Buna karşılık Bruegel, Avrupa’nın enerjisi için geçen yıl 2021’dekinden bir trilyon avro (1,06 trilyon dolar) daha fazla ödediğine inanıyor. Uluslararası Enerji Ajansı, enerji ithal eden ülkelerin, özellikle Avrupa’da 2 trilyon dolar daha fazla ödediğini söyleyerek bu fiyat etiketini daha da yükseltiyor.

Rusya, gaz fiyatlarını yukarı çekme gücünden keyif aldı.

Eski Başbakan Dimitri Medvedev fiyatların metreküp başına 5.000 dolar olacağını neşeyle tahmin etmişti.

31 Ağustos’ta Gazprom, Kuzey Avrupa’ya giden Nordstream 1 boru hatlarının işletmesini askıya aldığında, avroda 20 yılın en düşük seviyelerine inen ve 2002’den beri ilk kez ABD dolarından daha az değere sahip olan bir düşüşü tetikledi.

Ancak bu yıl farklı olacak, diyor Demertzis.

AB, bu ay rafine Rus petrol ürünlerini yasakladı.

Geçen yıl uygulamaya konulan önlemlerle birlikte Rusya’nın enerji ihracatının yüzde 40’ına yaptırım uygulanacağını tahmin ediyor.

Bu Rus ekonomisi için ne anlama geliyor?

Alman Uluslararası ve Güvenlik İşleri Enstitüsü’nün kıdemli bir üyesi olan Janis Kluge, Kremlin’in Ocak ayında petrol ve gazdan elde ettiği vergi gelirinin 5,8 milyar dolar olduğunu tahmin etti – Ocak 2022 seviyesinin yaklaşık yarısı ve ortalama aylık geliri 10 milyar doların çok altında. Rusya bu yıl bütçesini petrol ve gaz vergilerinden yaptı.

Ruslar, 2023’te daha zor bir yıl öngörmüştü. Geçen Eylül ayında Bloomberg tarafından görülen bir Rus hükümeti iç raporu, üç büyüme senaryosu ortaya koydu. Bunlardan ikisinde, Rusya’nın durgunluğu bu yıl derinleşti ve savaş öncesi büyüme 2030’a kadar geri dönmedi.

Rusya’nın güvenlik açıkları arasında, Batı bileşenleri ve teknolojisi olmadan rekabet edemeyeceği düşünülen BT sektörü de vardı. Diğer bir zayıflık ise enerjiydi.

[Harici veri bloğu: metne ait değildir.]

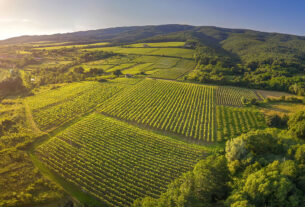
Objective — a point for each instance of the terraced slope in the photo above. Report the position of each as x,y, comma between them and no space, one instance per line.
117,162
55,107
182,108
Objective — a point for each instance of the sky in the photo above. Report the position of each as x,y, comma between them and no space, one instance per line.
36,17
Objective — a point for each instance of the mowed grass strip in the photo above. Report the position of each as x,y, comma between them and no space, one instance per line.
55,107
117,162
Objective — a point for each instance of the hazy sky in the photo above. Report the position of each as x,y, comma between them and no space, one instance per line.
24,17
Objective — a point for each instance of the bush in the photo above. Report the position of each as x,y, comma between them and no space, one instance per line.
296,125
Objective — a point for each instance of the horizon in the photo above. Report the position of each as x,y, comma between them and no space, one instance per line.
34,17
152,25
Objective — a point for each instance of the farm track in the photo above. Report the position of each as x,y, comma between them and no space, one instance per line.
30,119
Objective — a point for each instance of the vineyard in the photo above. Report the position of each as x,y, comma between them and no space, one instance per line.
186,109
57,106
117,162
232,121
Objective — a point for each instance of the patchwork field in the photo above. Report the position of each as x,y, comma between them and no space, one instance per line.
117,162
168,52
158,44
3,74
181,108
231,96
55,107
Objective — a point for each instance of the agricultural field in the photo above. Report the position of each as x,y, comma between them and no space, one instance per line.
58,46
181,68
3,74
157,44
55,107
117,162
168,52
181,108
232,95
233,121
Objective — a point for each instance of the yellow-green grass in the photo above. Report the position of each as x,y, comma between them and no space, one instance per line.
232,96
282,108
233,121
121,67
138,68
88,66
172,52
158,44
70,46
55,107
3,74
48,64
181,68
129,81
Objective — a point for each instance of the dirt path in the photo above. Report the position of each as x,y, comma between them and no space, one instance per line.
30,119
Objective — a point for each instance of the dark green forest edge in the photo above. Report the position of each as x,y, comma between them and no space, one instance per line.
259,168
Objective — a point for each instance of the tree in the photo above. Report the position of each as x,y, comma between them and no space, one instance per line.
117,72
79,70
244,100
206,185
277,121
296,124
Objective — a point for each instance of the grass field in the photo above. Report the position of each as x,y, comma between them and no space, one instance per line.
185,109
231,96
181,68
3,74
232,121
55,107
170,52
58,46
117,162
181,108
158,44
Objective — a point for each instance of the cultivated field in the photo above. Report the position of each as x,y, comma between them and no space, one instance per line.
55,107
117,162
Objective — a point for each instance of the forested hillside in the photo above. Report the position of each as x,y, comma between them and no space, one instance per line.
223,56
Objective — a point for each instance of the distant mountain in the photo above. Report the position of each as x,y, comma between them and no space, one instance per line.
224,56
242,44
117,34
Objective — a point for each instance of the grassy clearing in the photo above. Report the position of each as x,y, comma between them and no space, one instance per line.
232,121
158,44
171,52
282,108
181,68
53,108
231,96
138,68
57,47
3,74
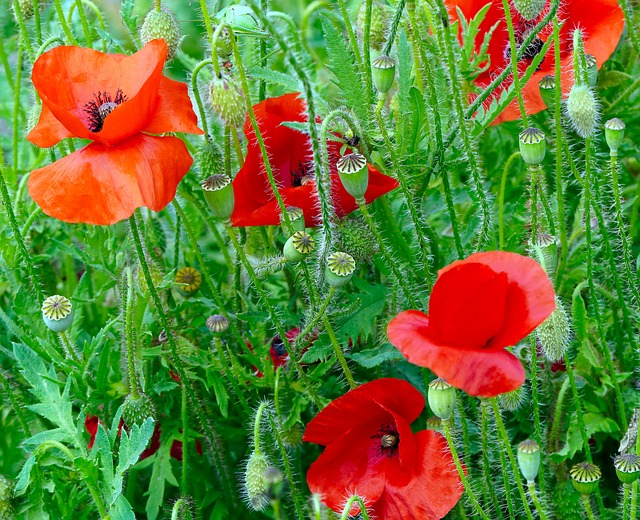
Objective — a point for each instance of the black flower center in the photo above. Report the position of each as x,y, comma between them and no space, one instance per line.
101,106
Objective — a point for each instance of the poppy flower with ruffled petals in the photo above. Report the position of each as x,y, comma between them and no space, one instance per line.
601,21
117,102
291,159
372,452
478,307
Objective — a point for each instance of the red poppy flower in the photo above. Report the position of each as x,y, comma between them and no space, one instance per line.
478,307
116,101
372,452
291,159
601,21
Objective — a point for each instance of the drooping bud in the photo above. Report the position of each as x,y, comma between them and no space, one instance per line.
57,313
442,398
582,110
354,174
547,87
217,323
529,459
614,134
161,25
585,477
190,279
296,218
533,146
554,333
383,73
340,269
627,467
298,246
255,486
137,409
529,9
227,100
218,192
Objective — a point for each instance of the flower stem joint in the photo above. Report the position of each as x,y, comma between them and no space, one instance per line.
57,313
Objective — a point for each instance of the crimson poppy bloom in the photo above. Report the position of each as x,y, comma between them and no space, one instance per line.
291,159
601,21
478,307
372,452
116,101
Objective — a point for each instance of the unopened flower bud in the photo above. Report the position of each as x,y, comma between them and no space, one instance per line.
227,100
442,398
614,134
298,246
340,269
582,110
627,467
383,73
255,486
354,174
57,313
529,9
533,146
585,477
218,192
137,409
529,459
554,333
217,323
164,25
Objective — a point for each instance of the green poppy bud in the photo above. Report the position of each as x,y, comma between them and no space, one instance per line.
442,398
354,174
614,134
161,25
227,100
529,459
585,477
340,269
582,110
298,246
529,9
554,333
383,73
137,409
533,146
57,313
547,86
255,487
218,192
627,467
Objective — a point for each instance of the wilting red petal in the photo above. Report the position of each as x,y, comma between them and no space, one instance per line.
368,403
102,185
482,372
351,465
431,493
174,112
67,78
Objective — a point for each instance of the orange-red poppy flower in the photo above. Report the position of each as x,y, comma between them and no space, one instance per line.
372,452
478,306
116,101
291,159
601,21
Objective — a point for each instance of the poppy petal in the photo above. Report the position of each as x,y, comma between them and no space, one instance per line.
432,492
49,131
483,372
351,465
103,185
174,112
371,402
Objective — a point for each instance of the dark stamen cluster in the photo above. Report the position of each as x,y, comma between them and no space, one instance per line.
101,106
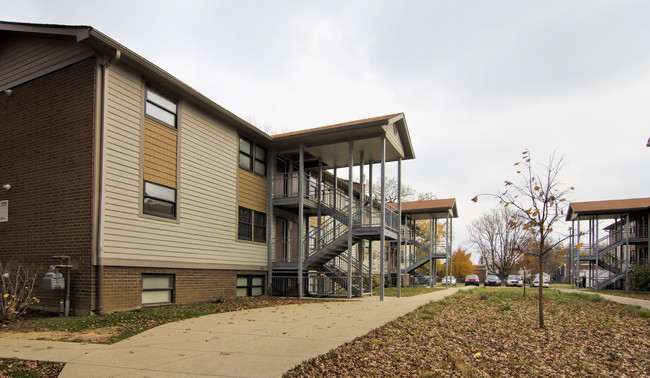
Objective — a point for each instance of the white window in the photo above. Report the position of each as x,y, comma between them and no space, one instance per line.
161,108
157,289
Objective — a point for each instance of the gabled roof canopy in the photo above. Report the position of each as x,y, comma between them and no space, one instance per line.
330,143
607,209
428,209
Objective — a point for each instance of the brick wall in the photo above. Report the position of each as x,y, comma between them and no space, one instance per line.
46,154
123,285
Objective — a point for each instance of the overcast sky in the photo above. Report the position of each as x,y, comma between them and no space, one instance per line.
478,81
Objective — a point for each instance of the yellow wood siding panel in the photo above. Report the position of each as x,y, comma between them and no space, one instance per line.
160,153
206,232
252,191
393,139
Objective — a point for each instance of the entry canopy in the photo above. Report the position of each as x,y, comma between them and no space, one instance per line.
611,209
331,143
428,209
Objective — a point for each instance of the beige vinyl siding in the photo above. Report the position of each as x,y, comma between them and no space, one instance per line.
24,58
206,231
393,138
252,191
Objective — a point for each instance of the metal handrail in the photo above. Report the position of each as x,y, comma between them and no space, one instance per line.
288,243
286,185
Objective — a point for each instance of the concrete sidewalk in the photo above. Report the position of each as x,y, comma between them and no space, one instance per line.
253,343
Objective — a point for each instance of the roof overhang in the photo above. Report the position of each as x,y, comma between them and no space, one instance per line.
428,209
331,143
610,209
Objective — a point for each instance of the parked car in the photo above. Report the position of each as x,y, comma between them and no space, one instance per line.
472,279
449,280
545,283
514,280
492,280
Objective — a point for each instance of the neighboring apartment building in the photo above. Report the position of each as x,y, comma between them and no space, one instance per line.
614,237
159,195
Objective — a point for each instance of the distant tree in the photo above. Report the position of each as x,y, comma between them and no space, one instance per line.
499,244
539,199
461,264
390,191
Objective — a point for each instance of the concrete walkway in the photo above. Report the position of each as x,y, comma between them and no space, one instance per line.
253,343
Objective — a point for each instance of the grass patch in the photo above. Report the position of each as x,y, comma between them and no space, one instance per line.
624,293
28,369
494,332
129,323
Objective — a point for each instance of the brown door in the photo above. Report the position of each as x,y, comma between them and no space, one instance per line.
280,240
293,240
280,183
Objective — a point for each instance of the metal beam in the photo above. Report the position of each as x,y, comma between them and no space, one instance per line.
382,233
350,213
271,221
399,231
301,218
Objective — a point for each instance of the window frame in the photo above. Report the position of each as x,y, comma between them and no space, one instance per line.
159,105
253,156
249,285
171,289
145,196
251,226
257,227
248,224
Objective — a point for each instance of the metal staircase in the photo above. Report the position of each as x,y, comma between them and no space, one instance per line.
607,259
325,265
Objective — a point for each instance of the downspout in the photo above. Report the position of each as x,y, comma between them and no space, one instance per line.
99,232
271,223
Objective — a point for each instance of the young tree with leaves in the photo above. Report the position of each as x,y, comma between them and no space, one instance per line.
539,199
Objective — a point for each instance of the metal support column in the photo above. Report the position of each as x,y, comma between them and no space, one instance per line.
301,218
572,255
382,232
447,251
350,213
431,252
451,244
399,229
319,213
360,244
271,221
597,253
370,199
627,250
578,256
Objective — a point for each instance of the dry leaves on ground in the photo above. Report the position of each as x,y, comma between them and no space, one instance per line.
495,333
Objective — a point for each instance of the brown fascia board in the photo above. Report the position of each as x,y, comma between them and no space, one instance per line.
107,49
78,32
607,207
342,132
168,82
428,206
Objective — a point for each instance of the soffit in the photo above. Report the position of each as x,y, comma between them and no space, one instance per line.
609,209
331,143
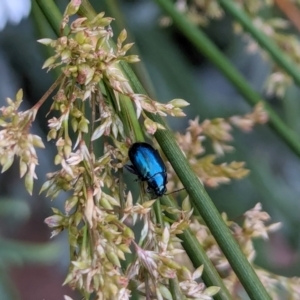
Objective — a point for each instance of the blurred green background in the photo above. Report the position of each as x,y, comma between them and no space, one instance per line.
31,266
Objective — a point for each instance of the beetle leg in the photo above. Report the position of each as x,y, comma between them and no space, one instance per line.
131,169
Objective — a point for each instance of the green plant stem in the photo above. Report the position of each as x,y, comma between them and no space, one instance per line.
211,216
265,42
202,201
198,256
198,194
207,48
52,14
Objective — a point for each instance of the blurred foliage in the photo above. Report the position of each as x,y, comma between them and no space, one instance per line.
176,69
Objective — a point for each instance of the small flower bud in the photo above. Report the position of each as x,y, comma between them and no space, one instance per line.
54,221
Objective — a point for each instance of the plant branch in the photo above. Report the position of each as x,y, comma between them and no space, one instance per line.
207,48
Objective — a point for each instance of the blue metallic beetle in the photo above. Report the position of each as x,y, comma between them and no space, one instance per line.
148,166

İNTERAKTİF- Hangi ülkeler Rusya'ya yaptırım uyguladı Ukrayna Savaşı- 12 Ocak

“Batı teknolojilerine erişimin azalması, bir yabancı şirket tasfiyesi dalgası ve önümüzdeki demografik ters rüzgarlarla, ülkenin potansiyel büyümesinin önümüzdeki on yılda yüzde 0,5-1,0’e düşmesi bekleniyor. Bloomberg Rusya ekonomisti Alexander Isakov, bundan sonra daha da küçülerek 2050’de sıfırın biraz üzerine düşecek” dedi.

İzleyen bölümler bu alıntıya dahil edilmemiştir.